Она вздохнула. В ответ последовал и мой вздох. И слова: «Несчастная моя звезда…»

Глаза ее зло сверкнули, хотя моя насмешка была заботливо скрыта. Что делать, я ненавижу злых, распутных и властных женщин, которые вмешиваются в политику. Я люблю совсем иных…

В это время военный суд должен был приговорить к смерти немецкого князя Харцфельда. Я назначил его управлять побежденным Берлином. И каково было мое негодование, когда я узнал, что человек, которому я так доверял, вел тайную переписку с прусским королем… Жена Харцфельда пришла ко мне молить за мужа. Я показал ей перехваченное письмо князя — неоспоримое доказательство его вины.

Я спросил ее:

«Это его почерк?»

Она упала на колени и сказала, захлебываясь слезами:

«Да, его почерк, но… пощадите его!»

И были в ней такая наивность, бесхитростность и доброта, такая искренняя любовь к мужу… что это спасло князя. Я бросил письмо в камин и сказал ей:

«Теперь у меня нет доказательств вины вашего мужа, он в безопасности».

Ибо я всегда любил добрых, нежных и наивных женщин…

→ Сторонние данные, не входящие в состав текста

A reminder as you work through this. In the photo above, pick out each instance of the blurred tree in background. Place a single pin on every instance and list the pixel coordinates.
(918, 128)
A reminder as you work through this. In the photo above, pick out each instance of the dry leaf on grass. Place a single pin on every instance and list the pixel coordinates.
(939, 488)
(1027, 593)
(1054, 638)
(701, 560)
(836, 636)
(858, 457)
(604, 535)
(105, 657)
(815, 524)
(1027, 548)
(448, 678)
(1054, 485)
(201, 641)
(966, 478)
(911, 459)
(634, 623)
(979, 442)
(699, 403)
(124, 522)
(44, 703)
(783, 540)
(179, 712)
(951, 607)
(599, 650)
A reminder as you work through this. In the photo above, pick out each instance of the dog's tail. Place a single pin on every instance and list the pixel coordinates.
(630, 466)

Тильзитский мир с Россией… В Париже — бесконечный праздник, фейерверк приемов. Тюильри, Фонтенбло, Сен-Клу, Мальмезон до утра горели огнями. Моя знать, поражая роскошью нарядов, толпилась в залах вместе с покорными европейскими владыками… Моих маршалов я осыпал золотом, которое так любят французы. Ланну подарил миллион франков золотом, Бертье — полмиллиона… и все они получили огромную ежегодную ренту. Да, я брал их кровь. Но и щедро платил за нее!

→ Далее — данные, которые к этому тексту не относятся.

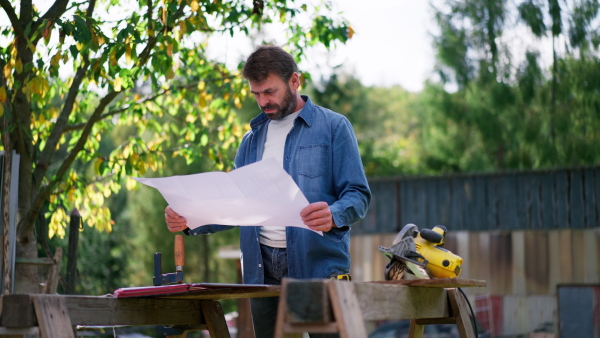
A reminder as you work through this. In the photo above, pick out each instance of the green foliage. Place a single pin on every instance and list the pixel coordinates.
(385, 121)
(73, 73)
(505, 115)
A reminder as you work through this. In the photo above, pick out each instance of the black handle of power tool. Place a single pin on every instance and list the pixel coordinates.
(431, 236)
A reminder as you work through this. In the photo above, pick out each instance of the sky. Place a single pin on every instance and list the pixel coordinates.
(392, 44)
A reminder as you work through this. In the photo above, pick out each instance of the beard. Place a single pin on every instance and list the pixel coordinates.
(287, 106)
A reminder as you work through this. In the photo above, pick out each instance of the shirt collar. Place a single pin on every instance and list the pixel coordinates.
(306, 114)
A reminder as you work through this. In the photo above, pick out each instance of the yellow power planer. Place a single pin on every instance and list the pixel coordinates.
(422, 253)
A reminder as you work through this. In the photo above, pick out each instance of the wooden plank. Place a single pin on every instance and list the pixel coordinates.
(378, 260)
(536, 262)
(481, 210)
(492, 204)
(434, 282)
(518, 263)
(307, 302)
(346, 309)
(507, 202)
(380, 301)
(456, 205)
(469, 203)
(21, 312)
(548, 203)
(431, 204)
(561, 181)
(592, 255)
(442, 186)
(576, 206)
(522, 201)
(597, 194)
(25, 332)
(218, 291)
(534, 200)
(501, 273)
(555, 272)
(215, 319)
(579, 255)
(461, 314)
(406, 202)
(565, 258)
(416, 330)
(133, 311)
(420, 204)
(591, 197)
(53, 317)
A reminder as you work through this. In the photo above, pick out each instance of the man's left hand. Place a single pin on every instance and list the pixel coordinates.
(317, 216)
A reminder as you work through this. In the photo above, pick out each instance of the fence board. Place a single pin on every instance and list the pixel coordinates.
(547, 201)
(561, 181)
(590, 198)
(443, 188)
(522, 202)
(575, 204)
(558, 199)
(492, 204)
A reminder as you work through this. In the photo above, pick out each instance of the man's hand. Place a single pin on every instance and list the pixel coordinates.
(317, 216)
(175, 222)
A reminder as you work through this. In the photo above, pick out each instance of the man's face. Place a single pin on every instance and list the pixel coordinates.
(274, 96)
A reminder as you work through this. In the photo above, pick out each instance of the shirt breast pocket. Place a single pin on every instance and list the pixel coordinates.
(312, 160)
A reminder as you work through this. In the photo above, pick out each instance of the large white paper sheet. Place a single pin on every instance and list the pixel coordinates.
(261, 193)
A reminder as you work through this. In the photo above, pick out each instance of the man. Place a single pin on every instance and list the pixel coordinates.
(318, 148)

Император взял лист бумаги.

— Вершина моего могущества…

Он быстро, умело набросал на листе очертания Европы, перечисляя при этом некоторые свои титулы. Мне нелегко описать, как он их произносил. Это было невозможное сочетание насмешки над собственной судьбой и ощущения своего величия!

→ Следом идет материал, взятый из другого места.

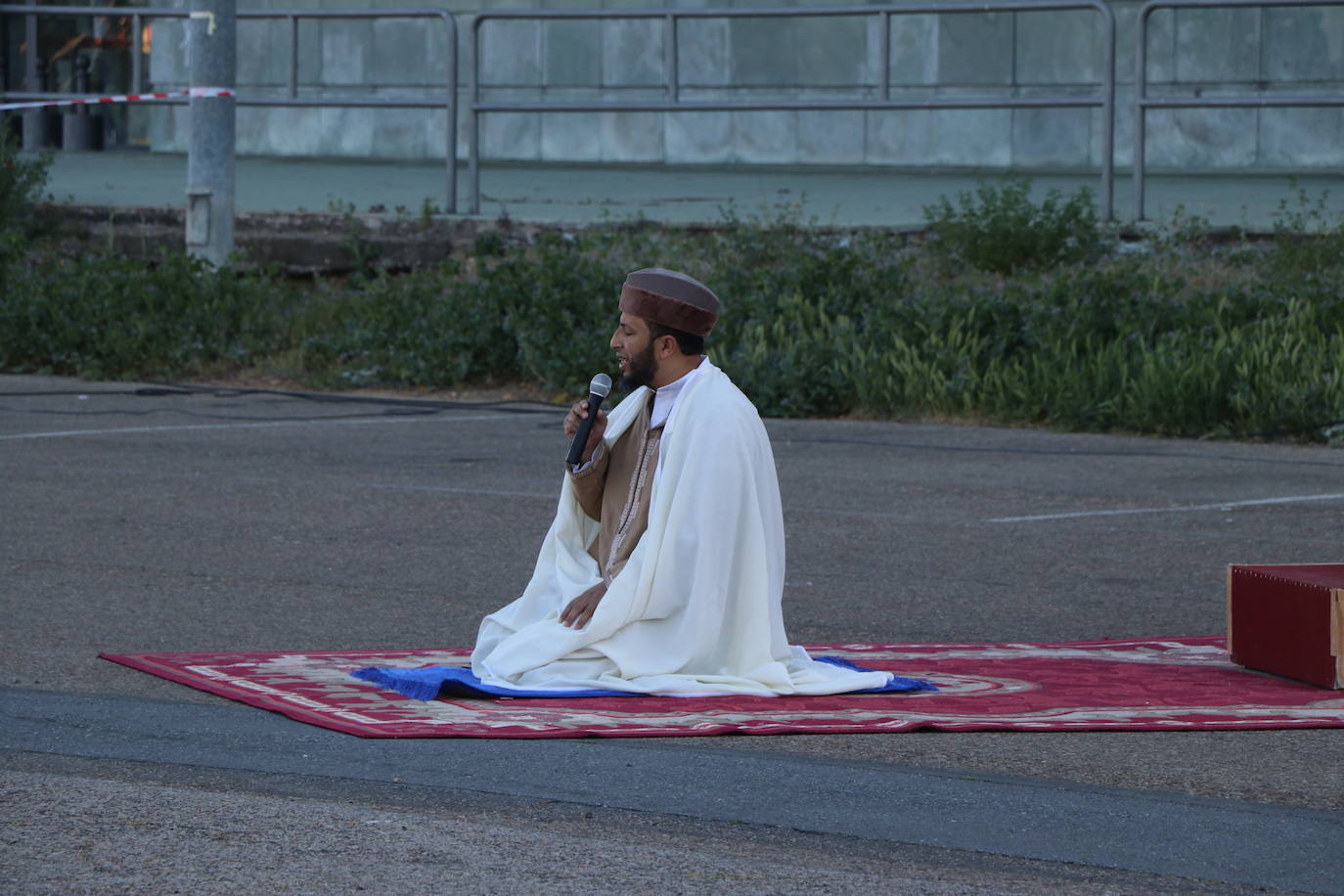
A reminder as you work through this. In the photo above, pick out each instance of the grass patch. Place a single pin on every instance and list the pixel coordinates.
(1012, 312)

— Император Франции… Величайшая империя… я упразднил границу у альпийских гор, и Франция продолжалась Французской Италией, состоявшей из пятнадцати департаментов, раскинувшейся от Турина и впоследствии до Рима… плюс Бельгия, западная Германия, Пьемонт, Саксония… — Его рука умело рисовала на бумаге контуры зависимых областей. — Протектор Рейнского союза — этих бесконечных немецких княжеств, повелитель Голландии и Неаполитанского королевства, где королями сидели мои братья Людовик и Жозеф, всей средней и восточной Германии, которая вошла в Вестфаль-ское королевство, где правил мой третий брат Жером… Хозяин ганзейских городов — Гамбурга, Бремена, Любека, Данцига и Кенигсберга, — рука императора продолжала штриховать Европу, — и австрийских земель, отданных мною Баварскому королю, и польских земель, отданных королю Саксонскому… Адриатики, Ионических островов… Пруссия и Австрия, Испания, Португалия трепетали, Россия подчинилась… К восемьсот одиннадцатому году я свяжу Париж стратегическими дорогами со всеми отдаленными уголками великой империи.

Он аккуратно провел на бумаге линии этих великих дорог.

— Кстати, качество этих дорог я испытал на себе. Эта тряска на рытвинах и ухабах… Но я объединил Европу не только дорогами, но главное — Гражданским кодексом. В империи и в вассальных странах я ввел общие законы!

Император задумчиво смотрел на рисунок. Вся Европа была заштрихована — оставалась только Англия…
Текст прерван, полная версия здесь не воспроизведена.